Cloud Security Statement

1. Overview

Sign for Jira ("Sign") is built on the Atlassian Forge platform. This statement describes how we use Forge and which controls we apply to help protect customer data and support compliance requirements.

2. Hosting & Architecture

• All core application logic executes within Atlassian Forge's isolated runtime.
• Data used by the App is stored using Forge storage services within Atlassian's infrastructure.
• No production Jira content is stored on servers operated directly by MyStatement, Inc. unless explicitly agreed for support or troubleshooting.

3. Data Protection

• Data at rest is encrypted using Atlassian-managed encryption.
• Data in transit is protected using TLS (HTTPS) enforced by Atlassian.
• Signing PINs and other secrets are stored only as hashed or encrypted values.
• Access to configuration and logs is restricted to authorized personnel of MyStatement, Inc. under least-privilege principles.
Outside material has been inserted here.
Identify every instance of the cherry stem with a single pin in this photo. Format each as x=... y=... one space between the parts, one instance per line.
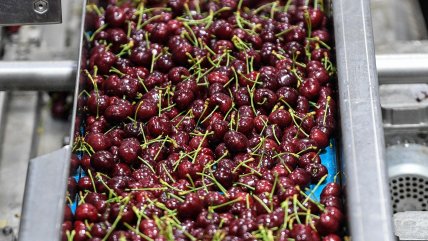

4. Application Security Practices

• Use of secure coding practices and regular internal reviews.
• Separation of environments for development and production.
• Logging of security-relevant events such as signature actions and PIN lifecycle events.

5. Compliance Alignment

While customers are responsible for their overall validation and procedural controls, Sign is designed to support requirements of:

• FDA 21 CFR Part 11 (electronic records and signatures)
• EU GMP Annex 11 (computerized systems)
• Industry best practices for audit trails and access control

6. Incident Response

In the event we become aware of a security incident affecting data processed by the App, we will investigate promptly and, where required, notify affected customers in cooperation with Atlassian's incident management processes.

7. Vulnerability Reporting

We encourage responsible disclosure of potential vulnerabilities.